Robert Daughters
1933
Bob Daughters’ Watertown High sports career is summed up by a 1933 headline: “Watertown is Victor by 8-l; Daughters Grabs Spotlight With Steal Home.” Red, the captain of what the press called the “Watertown horsehide machine,” was the team’s All-Scholastic shortstop and was named to the All-Mystic Valley team twice. But Bob was an all-season athlete. By winter, he captained the hockey team and was named to the All Bay State League team. By fall, he played football, and was named an All-Scholastic.
Upon his graduation from Watertown High in 1933, Bob went to Holy Cross, where he continued to star in baseball and football. He made the All-East football team in 1935 and received Honorable Mention for All American status; with his superlative assistance, the 1935 Crusaders went undefeated. The 1935 and 1936 Holy Cross baseball teams had similar success, racking up a combined record of 49-3. Bob played a solid third base, led the team in hitting, and was a monster on the base paths – in one game against Colgate he scored the winning run by stealing second, third, and home in succession. When he was elected to the Crusaders’ Hall of Fame in 1967, the Worcester Telegram called him “one of the finest football and baseball players in Holy Cross history.”

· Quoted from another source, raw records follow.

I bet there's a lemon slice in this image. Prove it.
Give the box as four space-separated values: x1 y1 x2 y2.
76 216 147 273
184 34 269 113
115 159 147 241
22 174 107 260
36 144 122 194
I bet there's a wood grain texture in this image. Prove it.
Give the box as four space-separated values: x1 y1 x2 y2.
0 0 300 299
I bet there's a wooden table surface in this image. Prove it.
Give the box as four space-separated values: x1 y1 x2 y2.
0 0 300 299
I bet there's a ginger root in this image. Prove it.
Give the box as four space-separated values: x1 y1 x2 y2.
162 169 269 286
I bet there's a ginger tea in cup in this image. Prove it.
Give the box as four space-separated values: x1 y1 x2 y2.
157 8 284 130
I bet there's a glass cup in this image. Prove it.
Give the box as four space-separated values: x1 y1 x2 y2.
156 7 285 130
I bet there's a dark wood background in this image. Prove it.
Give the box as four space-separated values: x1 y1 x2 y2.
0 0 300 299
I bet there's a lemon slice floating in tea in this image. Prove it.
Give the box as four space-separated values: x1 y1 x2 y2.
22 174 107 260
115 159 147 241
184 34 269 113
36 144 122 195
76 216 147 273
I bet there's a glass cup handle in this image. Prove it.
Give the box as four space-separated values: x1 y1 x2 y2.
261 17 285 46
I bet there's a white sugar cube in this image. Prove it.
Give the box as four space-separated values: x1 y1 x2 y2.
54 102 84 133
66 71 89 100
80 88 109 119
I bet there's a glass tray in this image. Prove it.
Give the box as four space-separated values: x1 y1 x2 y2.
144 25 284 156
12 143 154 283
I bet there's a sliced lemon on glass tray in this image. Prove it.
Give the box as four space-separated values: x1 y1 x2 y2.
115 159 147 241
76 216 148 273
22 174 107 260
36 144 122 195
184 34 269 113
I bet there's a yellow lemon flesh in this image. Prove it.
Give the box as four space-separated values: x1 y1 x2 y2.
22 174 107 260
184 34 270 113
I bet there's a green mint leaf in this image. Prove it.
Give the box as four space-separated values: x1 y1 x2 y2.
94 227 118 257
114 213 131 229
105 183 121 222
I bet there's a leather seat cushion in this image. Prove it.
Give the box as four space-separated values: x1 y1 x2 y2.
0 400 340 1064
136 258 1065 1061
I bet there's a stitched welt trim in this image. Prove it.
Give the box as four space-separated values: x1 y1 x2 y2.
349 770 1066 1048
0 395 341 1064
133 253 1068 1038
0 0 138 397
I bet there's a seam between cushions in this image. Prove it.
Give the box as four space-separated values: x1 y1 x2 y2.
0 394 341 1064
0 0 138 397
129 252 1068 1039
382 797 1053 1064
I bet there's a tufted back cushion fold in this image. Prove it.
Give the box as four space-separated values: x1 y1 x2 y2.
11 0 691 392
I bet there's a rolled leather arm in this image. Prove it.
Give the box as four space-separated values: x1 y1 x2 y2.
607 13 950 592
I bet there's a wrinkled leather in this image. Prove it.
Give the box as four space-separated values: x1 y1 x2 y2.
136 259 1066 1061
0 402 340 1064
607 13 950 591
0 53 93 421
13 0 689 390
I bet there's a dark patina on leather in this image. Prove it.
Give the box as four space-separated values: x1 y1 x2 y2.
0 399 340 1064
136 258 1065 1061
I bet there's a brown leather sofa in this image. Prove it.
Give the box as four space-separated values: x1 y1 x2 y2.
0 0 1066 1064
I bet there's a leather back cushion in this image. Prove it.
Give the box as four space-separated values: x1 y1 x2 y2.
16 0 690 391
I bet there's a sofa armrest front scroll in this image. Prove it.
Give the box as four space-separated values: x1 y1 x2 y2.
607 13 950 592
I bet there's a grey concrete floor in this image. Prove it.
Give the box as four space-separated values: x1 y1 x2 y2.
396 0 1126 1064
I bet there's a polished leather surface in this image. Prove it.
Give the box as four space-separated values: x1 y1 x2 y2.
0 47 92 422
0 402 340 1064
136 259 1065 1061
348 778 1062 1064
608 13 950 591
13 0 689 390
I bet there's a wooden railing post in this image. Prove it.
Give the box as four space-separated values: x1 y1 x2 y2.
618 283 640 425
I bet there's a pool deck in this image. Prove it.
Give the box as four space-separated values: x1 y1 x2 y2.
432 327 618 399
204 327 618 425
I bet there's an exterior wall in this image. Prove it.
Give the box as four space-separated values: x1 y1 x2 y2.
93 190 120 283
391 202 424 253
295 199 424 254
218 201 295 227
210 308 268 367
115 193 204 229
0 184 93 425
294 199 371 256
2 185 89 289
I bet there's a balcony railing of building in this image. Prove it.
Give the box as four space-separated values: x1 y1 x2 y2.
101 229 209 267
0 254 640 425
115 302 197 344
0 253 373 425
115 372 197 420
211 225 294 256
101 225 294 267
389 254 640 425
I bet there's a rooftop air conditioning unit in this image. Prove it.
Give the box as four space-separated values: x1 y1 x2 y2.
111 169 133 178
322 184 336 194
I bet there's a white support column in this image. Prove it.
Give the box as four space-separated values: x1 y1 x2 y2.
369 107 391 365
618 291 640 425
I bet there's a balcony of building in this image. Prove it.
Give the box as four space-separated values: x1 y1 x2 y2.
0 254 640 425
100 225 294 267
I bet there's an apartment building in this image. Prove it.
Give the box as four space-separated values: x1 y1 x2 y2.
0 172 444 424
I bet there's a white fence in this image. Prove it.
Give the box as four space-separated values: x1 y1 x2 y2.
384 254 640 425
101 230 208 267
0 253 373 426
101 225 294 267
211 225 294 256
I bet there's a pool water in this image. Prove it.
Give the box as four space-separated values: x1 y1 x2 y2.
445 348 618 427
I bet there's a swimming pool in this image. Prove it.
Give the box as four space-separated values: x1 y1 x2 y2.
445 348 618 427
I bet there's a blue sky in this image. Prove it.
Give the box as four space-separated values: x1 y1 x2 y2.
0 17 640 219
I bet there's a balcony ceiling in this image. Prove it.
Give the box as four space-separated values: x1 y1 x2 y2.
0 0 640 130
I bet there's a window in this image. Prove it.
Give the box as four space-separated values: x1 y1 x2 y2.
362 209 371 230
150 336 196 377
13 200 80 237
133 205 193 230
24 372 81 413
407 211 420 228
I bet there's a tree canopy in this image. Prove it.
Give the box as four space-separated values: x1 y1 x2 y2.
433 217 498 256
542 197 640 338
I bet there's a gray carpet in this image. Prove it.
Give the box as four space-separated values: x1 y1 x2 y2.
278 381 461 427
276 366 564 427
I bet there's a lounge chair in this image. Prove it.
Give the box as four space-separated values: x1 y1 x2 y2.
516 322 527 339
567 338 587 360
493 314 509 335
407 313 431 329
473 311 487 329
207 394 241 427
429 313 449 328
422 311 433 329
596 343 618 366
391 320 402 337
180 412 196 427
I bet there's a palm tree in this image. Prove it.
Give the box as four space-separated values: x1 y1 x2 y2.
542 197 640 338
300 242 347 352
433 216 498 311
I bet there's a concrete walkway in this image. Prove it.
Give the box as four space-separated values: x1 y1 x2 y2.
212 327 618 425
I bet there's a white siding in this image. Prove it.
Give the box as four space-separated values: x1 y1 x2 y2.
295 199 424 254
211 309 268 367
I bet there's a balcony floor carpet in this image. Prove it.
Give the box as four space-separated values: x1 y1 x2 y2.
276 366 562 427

Bob graduated in 1937 and signed with the Red Sox. He played in the Sox organization for some years under the fabled Joe Cronin, and played on the major league squad in 1938 with Sox legends like Ted Williams and Johnny Pesky. In 1940 he went to the Philadelphia A’s.
Ernie Papazian, a 1944 WHS graduate and himself a football standout knew Bob in those prewar years as a teacher and coach in the Watertown schools. “I was an awkward seventh grader, but Red treated me with respect and really helped me to grow up. He became my role model and my friend, a major influence; he was a real class act then, and he remained one throughout his life.”
With the coming of the Second World War, Bob joined the Navy and served with distinction for two years on an aircraft carrier in the South Pacific. After the war, he was a national sales manager for the Goodall Company, Union Carbide, and Phillips Mills, from where he retired in 1986 to go into business for himself.
Bob’s passing in 1988 was marked recently by good friend Bob Gleason, the track and field star and coach who was inducted into the Hall last year. Bob, who graduated with Red from both Watertown High and Holy Cross, said that he “was a spectacular athlete, but even more, was a wonderful person. I lost a great friend Watertown lost a great man: ‘
The Hall hopes that tonight will remind Watertown of just what it lost . . . and what it should always remember.